COOLING CABINET

Description

This application claims the benefit of U.S. provisional application Ser. No. 63/680,676, filed Aug. 8, 2024, the subject matter of which is incorporated herein by reference, claims the benefit of U.S. provisional application Ser. No. 63/694,937, filed Sep. 16, 2024, the subject matter of which is incorporated herein by reference, and claims the benefit of Taiwan application Serial No. 114121617, filed Jun. 10, 2025, the subject matter of which is incorporated herein by reference.

BACKGROUND OF THE INVENTION

Field of the Invention

The invention relates in general to a cooling cabinet for cooling a server.

Description of the Related Art

In order to cool down electronic devices which generate heat when works, a water-cool type cooling cabinet is often used for achieving the desired cooling purpose. However, if the water-cool type cooling cabinet accidentally leaks water, it may result in current leakage which damages the electronic components of the cooling cabinet and causes electric shock to nearby personal. Therefore, it is necessary to propose a cooling cabinet that may reduce leakage damage.

SUMMARY OF THE INVENTION

According to an embodiment of the present invention, a cooling cabinet is provided. The cooling cabinet includes a cabinet body, a power shelf, a fan module and a first power distribution board. The power shelf is disposed in the cabinet body and configured to convert a first alternating current (AC) into a first direct current (DC). The fan module is disposed in the cabinet body. The first power distribution board is disposed in the cabinet body and electrically connected to the fan module, and configured to transmit the first direct current to the fan module.

According to another embodiment of the present invention, a cooling cabinet is provided. The cooling cabinet includes a cabinet body, a power shelf, an AC pump and an inverter. The power shelf is disposed in the cabinet body and configured to convert a first alternating current into a first direct current. The AC pump is disposed in the cabinet body and configured to transmit a cooling liquid. The inverter is electrically connected to the power shelf with the AC pump, and configured to convert the first direct current into a second alternating current and provide the second alternating current to the AC pump for driving the AC pump.

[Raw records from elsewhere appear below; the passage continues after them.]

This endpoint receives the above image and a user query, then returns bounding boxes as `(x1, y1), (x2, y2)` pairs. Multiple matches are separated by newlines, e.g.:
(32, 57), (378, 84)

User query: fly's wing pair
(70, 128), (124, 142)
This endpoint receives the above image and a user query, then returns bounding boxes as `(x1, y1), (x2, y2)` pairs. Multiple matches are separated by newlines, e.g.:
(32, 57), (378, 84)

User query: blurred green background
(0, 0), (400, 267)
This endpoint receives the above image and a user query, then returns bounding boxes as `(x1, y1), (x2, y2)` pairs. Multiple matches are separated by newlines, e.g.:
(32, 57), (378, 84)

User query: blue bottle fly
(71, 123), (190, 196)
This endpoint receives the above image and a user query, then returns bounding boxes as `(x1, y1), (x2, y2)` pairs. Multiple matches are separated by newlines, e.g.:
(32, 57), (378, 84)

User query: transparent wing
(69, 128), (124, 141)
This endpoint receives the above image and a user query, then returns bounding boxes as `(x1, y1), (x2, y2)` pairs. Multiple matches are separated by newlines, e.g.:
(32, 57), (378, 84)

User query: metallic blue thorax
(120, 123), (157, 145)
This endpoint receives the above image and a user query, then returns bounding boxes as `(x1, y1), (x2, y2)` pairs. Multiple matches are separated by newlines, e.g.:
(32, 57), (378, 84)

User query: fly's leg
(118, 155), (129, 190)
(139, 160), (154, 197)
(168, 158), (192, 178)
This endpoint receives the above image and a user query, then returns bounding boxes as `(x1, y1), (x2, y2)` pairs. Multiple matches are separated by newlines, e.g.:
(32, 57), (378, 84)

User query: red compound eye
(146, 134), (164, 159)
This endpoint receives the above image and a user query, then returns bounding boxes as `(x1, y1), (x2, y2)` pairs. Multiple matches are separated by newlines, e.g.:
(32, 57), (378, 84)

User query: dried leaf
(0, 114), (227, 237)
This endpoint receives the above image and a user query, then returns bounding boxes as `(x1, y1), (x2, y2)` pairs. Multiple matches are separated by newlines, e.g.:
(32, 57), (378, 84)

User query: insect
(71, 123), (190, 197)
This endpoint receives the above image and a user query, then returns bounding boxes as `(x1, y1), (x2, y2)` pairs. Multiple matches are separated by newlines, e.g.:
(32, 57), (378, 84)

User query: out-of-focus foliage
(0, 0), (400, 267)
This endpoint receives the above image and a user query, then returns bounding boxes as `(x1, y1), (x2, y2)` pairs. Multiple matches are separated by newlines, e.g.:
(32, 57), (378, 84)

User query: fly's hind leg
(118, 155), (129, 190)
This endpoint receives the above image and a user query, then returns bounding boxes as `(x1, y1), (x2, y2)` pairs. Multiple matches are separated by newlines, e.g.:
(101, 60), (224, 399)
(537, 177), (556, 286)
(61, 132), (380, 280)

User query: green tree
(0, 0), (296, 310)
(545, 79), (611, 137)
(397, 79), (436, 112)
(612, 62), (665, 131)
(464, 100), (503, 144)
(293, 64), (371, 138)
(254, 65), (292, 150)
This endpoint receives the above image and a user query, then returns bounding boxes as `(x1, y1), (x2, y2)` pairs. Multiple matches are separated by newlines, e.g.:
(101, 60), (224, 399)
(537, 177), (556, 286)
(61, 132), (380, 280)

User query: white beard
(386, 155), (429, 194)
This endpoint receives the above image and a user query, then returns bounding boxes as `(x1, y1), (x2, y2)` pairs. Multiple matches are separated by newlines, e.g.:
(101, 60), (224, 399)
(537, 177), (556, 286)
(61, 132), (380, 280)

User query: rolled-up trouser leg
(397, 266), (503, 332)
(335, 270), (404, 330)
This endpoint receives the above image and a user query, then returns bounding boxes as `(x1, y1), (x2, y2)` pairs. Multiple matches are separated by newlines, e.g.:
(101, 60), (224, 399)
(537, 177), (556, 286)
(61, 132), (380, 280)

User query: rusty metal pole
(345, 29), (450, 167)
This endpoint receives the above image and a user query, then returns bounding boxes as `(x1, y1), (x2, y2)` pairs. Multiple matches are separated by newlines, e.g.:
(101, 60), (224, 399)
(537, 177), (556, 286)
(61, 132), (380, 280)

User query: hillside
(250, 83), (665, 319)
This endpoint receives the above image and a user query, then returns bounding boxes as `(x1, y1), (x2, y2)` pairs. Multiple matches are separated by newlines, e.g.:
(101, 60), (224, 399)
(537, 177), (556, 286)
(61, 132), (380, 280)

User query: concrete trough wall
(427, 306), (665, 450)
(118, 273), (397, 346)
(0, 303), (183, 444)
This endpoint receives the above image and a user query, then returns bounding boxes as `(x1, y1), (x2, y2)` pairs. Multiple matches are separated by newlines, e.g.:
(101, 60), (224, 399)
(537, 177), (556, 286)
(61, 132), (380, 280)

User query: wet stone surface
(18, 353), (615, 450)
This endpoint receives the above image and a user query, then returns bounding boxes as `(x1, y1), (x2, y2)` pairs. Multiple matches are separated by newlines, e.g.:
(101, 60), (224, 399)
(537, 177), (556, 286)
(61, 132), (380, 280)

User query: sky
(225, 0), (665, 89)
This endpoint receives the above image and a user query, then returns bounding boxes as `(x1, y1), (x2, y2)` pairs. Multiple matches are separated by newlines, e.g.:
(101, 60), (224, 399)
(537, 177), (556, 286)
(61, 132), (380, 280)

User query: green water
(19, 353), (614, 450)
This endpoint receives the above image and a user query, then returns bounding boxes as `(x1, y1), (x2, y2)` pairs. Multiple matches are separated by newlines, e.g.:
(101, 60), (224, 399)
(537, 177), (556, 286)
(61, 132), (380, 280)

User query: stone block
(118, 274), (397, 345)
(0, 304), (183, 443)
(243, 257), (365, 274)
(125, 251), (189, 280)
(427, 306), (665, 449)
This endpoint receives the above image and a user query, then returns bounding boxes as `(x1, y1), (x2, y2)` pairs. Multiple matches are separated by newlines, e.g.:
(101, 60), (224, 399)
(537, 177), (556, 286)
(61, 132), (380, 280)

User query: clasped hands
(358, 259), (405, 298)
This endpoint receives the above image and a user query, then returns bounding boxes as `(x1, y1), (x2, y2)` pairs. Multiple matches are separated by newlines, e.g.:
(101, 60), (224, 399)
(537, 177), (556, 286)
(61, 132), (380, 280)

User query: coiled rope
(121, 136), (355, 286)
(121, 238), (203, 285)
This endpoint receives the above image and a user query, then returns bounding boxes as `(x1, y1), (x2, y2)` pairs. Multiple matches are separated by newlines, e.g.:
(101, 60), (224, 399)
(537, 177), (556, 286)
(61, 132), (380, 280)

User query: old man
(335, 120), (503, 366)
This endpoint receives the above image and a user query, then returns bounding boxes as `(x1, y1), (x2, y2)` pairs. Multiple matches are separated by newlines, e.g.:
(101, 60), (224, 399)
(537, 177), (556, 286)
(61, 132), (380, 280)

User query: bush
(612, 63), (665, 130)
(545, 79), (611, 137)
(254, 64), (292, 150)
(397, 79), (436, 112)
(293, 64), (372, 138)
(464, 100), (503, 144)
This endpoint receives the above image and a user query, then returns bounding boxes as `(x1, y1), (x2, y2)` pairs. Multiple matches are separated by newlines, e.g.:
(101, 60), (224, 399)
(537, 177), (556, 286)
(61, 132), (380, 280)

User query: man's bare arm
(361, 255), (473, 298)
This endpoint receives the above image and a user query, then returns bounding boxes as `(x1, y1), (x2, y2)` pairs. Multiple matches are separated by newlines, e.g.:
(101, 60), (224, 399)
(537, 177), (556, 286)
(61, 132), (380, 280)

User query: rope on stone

The above and other aspects of the invention will become better understood with regard to the following detailed description of the preferred but non-limiting embodiment(s). The following description is made with reference to the accompanying drawings.

BRIEF DESCRIPTION OF THE DRAWINGS

FIG. 1A shows a functional block diagram of a cooling cabinet according to an embodiment of the present disclosure;

FIGS. 1B and 1C show schematic diagrams of the cooling cabinet in FIG. 1A from different perspectives;

FIG. 2 shows a functional block diagram of a power shelf in FIG. 1;

FIGS. 3A and 3B show schematic diagrams of the cooling cabinet (a door cover is omitted) according to an embodiment of the present disclosure from different perspectives;

FIG. 4 shows a schematic diagram of a connection between a pump module assembly in FIG. 3A and a cooling module of the cooling cabinet; and

FIGS. 5A and 5B show schematic diagrams of the pump module assembly and the cooling module of the cooling cabinet of FIG. 3A from different perspectives.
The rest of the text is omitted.